Exactly one E-relvar , containing ID values for those entities of type E that exist at any given time,
and
b.
Exactly one P-relvar for each Pi ( i = 1, ..., n ), containing ( ID value, Pi value) pairs for each entity of
type E that exists at any given time and has a property of type Pi at that time.
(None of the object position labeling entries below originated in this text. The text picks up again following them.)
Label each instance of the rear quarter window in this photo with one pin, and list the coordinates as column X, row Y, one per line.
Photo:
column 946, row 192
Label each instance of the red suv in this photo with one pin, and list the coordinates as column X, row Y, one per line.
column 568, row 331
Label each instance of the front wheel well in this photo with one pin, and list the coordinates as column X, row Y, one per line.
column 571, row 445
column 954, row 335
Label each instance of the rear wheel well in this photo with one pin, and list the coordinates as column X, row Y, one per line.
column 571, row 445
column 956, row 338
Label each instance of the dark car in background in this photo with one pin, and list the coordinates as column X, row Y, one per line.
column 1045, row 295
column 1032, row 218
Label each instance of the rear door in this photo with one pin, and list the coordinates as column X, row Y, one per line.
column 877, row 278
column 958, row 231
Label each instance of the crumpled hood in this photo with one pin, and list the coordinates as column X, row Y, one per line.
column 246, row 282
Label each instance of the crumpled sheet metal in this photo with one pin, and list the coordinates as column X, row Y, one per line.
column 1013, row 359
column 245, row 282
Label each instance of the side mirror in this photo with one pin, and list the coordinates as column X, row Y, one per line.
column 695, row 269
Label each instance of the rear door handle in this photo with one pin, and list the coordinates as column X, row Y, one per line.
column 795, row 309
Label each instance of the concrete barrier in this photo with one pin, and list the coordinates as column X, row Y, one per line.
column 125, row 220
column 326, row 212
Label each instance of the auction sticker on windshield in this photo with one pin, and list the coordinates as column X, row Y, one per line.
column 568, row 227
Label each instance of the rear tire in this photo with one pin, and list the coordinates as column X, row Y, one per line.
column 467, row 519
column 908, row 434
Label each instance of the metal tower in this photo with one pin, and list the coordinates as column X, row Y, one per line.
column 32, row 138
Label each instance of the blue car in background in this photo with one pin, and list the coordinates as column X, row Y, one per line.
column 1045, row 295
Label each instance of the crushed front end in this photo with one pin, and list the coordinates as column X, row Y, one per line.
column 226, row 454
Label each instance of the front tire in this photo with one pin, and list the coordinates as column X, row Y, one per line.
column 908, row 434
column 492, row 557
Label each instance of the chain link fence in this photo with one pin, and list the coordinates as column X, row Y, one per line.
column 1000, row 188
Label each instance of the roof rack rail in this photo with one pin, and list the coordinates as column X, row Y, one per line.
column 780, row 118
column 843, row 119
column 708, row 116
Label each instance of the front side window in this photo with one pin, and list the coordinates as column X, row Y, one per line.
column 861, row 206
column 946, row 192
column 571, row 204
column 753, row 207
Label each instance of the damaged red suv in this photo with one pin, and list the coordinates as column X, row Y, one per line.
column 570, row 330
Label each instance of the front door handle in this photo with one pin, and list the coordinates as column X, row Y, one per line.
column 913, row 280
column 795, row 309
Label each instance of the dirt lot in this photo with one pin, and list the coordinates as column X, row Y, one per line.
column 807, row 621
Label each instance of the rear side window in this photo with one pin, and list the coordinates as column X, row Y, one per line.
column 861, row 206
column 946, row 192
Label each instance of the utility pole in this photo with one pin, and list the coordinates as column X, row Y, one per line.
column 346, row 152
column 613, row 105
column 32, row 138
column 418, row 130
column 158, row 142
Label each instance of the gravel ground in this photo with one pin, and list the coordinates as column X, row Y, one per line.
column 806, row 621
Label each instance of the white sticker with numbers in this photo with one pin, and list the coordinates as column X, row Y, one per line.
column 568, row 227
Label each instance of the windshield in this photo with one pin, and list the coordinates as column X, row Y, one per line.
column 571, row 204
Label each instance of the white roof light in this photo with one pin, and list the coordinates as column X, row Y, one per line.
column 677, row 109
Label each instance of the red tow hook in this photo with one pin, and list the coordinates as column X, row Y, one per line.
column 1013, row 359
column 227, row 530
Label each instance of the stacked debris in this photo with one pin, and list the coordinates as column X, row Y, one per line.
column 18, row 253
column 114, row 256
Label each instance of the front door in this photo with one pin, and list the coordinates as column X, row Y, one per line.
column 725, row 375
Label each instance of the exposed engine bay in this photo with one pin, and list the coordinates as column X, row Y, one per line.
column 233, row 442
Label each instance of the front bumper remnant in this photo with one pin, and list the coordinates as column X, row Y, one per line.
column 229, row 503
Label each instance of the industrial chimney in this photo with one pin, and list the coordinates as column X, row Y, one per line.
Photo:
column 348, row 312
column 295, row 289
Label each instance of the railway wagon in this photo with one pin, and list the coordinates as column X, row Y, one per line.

I'll refer to this discipline as “the RM/T discipline,” since it's part of what Codd referred to, in that 1979
paper, as “the extended relational model RM/T” (T for Tasmania, where Codd first presented his ideas for that
extended model). Applying the discipline to the case of suppliers specifically, we obtain a design that looks like this
(here I ignore for simplicity the fact that there's supposed to an FD from {CITY} to {STATUS}):
S { SNO }
KEY { SNO } ;
SN { SNO , SNAME }
KEY { SNO }
FOREIGN KEY { SNO } REFERENCES S
ST { SNO , STATUS }
KEY { SNO }
FOREIGN KEY { SNO } REFERENCES S
SC { SNO , CITY }
KEY { SNO }
FOREIGN KEY { SNO } REFERENCES S
Each of these relvars is irreducible; equivalently, each is in 6NF. 11 Fig. 15.3 shows a set of sample values.
Note: The values in question aren't meant to be the same as our usual sample values, though they're close. Observe
11 In the interest of historical accuracy, I note that P-relvars as described by Codd in his RM/T paper weren't necessarily in 6NF, because he
didn't insist that each P-relvar involve just a single “property.”